Er stand an seinem Platz in den himmlischen Heerscharen.
Er
raschelte mit den Federn und knisterte mit seinem Gewand. Seine Füße
suchten festen Stand, er hob den Kopf in den Himmel.
Er
öffnete und schloss den Mund. Er fühlte die Stimmen der anderen in
seinem Bauch. Er formte die Töne, die er singen sollte, in seinem
Kopf. Aber er blieb stumm.
So
war es vorher schon oft gewesen. Sie nannten ihn den sprachlosen
Engel. Das war nicht ganz richtig. Er konnte sprechen und reden. Nur
singen konnte er nicht. Nicht mehr.
„Ehre
sei Gott in der Höhe.“ Es gab eine Zeit, sofern man bei Engeln von
Zeit reden kann, da konnte der sprachlose Engel mit den anderen
singen. Das war in seinen Kindertagen. So würde man es jedenfalls
bei Menschen sagen.
Da
sang er mit den anderen. Laut sangen sie und durcheinander, aber
voller Freude.
So
wie er sich erinnerte, klang es damals schöner als der glasklare
Gesang, den er jetzt um sich herum hörte. Es passten damals nicht
alle Töne zusammen.
Aber
sein Gesang brachte ihn selber zum Klingen. In ihm schwang alles mit.
Er sang nicht nur. Er war der Gesang, vom Kopf, der sich von selber
in den Himmel hob, bis zu den Füßen, die fest verwurzelt standen.
„Ehre
sei Gott in der Höhe.“ So hatten sie damals gesungen, sofern es
für Engel ein Damals gibt. So sangen jetzt alle um den sprachlosen
Engel herum. Mit ihren glasklaren Stimmen sangen sie.
Sie
störten sich nicht daran, dass er stumm blieb. Sie hatten sich
längst daran gewöhnt, dass er nur den Mund öffnete und schloss und
einatmete und ausatmete, ohne dass er die Luft zum Schwingen brachte.
Sie
sangen einfach für ihn mit.

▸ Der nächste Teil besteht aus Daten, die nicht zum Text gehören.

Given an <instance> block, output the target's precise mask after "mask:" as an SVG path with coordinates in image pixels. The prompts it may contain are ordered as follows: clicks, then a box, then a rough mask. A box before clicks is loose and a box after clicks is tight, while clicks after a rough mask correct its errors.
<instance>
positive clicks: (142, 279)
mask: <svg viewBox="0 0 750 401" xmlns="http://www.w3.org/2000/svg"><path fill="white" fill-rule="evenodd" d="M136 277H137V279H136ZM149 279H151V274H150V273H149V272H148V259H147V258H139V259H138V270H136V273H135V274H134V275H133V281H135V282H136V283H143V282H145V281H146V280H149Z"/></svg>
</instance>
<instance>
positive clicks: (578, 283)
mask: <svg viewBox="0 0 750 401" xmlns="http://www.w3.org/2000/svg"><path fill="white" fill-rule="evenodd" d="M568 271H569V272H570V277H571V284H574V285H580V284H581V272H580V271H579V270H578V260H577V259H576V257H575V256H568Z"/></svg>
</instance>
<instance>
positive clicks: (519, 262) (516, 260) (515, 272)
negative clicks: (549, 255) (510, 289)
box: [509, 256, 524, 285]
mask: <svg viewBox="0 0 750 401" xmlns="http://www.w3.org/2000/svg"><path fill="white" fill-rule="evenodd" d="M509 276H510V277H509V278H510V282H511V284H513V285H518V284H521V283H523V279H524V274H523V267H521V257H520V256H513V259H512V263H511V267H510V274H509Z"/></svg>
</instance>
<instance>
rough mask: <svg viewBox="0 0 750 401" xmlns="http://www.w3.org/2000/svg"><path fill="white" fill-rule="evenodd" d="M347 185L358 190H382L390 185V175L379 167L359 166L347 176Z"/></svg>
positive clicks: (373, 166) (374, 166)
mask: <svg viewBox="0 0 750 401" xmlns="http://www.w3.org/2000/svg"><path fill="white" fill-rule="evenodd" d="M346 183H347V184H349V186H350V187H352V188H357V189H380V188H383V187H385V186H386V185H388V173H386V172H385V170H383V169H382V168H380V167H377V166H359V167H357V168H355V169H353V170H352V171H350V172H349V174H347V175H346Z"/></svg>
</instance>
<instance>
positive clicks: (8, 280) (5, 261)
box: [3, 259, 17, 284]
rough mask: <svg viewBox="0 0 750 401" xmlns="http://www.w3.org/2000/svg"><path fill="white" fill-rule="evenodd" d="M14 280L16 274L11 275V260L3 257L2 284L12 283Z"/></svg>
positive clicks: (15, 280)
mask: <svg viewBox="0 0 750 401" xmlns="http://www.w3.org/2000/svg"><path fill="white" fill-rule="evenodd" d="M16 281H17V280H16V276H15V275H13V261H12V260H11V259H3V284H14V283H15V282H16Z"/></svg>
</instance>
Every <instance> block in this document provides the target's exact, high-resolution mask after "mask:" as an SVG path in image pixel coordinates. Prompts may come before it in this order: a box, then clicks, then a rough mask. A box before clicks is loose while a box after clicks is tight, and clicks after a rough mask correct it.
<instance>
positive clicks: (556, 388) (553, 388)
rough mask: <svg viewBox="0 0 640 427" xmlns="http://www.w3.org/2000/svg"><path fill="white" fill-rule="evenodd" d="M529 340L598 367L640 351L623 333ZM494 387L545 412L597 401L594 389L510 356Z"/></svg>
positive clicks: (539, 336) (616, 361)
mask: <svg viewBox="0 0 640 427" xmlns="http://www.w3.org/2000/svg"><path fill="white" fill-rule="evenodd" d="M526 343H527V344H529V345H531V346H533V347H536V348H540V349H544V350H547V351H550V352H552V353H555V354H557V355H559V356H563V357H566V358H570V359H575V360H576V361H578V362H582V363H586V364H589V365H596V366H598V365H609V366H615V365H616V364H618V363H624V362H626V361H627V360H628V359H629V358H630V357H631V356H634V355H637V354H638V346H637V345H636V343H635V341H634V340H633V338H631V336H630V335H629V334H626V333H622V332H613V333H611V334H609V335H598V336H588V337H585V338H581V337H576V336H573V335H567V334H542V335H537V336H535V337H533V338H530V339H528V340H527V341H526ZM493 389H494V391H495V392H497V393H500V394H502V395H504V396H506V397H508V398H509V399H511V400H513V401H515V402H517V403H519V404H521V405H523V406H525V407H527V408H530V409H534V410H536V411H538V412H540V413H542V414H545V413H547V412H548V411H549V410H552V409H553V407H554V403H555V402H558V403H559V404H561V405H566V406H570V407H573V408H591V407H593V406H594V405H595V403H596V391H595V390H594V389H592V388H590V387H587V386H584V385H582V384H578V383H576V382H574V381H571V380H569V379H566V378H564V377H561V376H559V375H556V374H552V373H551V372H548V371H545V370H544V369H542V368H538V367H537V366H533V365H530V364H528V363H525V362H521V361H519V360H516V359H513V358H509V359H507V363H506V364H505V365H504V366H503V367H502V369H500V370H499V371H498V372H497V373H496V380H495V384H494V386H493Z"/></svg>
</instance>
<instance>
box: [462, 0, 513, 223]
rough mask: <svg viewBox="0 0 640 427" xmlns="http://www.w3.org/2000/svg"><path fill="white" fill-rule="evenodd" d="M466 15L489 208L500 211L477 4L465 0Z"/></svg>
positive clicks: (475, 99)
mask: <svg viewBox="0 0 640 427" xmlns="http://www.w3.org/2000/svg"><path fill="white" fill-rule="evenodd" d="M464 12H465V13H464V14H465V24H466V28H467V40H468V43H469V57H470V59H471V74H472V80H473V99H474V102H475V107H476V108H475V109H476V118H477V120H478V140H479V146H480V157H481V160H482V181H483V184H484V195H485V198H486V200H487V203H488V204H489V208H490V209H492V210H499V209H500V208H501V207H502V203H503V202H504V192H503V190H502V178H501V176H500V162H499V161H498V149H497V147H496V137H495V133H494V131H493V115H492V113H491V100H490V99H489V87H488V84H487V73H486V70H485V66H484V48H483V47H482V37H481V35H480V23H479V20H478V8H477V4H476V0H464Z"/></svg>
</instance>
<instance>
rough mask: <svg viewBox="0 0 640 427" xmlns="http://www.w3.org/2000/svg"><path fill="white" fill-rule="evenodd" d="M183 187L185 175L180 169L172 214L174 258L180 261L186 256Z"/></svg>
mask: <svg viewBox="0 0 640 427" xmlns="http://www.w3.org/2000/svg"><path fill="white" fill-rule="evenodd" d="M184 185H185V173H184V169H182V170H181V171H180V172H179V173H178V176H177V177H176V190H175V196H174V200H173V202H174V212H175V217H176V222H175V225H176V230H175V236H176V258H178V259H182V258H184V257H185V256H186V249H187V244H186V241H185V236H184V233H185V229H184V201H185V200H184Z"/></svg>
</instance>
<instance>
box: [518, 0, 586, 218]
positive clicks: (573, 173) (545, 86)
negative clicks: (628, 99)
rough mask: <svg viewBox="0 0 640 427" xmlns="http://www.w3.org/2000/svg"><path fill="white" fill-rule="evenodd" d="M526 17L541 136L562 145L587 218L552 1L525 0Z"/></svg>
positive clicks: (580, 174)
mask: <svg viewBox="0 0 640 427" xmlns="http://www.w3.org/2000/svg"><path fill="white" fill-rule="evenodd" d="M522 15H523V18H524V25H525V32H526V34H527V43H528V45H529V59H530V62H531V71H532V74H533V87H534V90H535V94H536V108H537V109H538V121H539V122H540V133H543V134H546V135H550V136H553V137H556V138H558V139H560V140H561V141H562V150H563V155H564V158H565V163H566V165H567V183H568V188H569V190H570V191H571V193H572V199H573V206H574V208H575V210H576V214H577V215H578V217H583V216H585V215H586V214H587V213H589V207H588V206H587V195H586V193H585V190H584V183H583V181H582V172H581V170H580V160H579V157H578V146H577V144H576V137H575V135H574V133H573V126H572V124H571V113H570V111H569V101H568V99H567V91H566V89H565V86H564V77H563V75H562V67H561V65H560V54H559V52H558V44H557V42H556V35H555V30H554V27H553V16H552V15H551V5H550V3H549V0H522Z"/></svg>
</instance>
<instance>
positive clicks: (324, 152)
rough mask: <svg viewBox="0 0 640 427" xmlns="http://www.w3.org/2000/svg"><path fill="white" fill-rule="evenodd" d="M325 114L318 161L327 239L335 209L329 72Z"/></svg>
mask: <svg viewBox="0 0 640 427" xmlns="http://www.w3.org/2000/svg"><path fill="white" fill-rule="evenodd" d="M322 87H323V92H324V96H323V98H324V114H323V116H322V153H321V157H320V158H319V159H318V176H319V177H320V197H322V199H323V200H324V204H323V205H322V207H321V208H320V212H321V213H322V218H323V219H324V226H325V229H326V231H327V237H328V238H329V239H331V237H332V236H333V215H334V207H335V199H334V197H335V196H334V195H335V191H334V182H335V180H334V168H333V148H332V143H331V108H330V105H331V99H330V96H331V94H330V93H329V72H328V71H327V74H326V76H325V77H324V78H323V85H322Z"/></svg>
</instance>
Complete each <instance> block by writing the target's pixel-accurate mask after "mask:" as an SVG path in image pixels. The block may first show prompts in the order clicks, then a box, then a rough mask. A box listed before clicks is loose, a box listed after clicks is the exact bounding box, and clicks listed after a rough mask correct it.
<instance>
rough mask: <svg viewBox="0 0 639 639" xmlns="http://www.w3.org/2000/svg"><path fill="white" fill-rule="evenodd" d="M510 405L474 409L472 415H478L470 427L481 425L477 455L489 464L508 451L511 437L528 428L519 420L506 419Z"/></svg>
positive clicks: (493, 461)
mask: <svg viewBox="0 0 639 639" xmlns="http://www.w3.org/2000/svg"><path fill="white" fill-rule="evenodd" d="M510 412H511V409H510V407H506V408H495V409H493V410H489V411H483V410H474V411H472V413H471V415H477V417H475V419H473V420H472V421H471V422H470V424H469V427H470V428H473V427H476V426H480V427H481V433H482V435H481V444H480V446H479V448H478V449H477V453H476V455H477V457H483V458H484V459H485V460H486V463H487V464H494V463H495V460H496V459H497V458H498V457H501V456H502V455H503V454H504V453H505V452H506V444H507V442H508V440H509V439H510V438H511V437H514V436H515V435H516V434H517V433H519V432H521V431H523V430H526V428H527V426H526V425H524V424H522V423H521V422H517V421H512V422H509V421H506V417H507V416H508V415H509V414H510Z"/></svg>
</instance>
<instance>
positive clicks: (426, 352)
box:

So wie sie es immer taten, wenn eine
Stimme ausfiel, welche Gründe es dafür auch geben mochte. Das war
ihre Aufgabe.
Sie
waren die himmlischen Heerscharen. Sie brachten immer und ständig
das Lob Gottes zum Klingen. Wenn einer nicht einstimmen konnte,
übernahmen andere seinen Part für ihn. Seine Stimme fehlte und
dennoch füllte das Lob weiter den Himmel.
„Ehre
sei Gott in der Höhe.“ Um den sprachlosen Engel herum schwang das
Lob Gottes. Auch in ihm klang es. So oft hatte er es selber gesungen.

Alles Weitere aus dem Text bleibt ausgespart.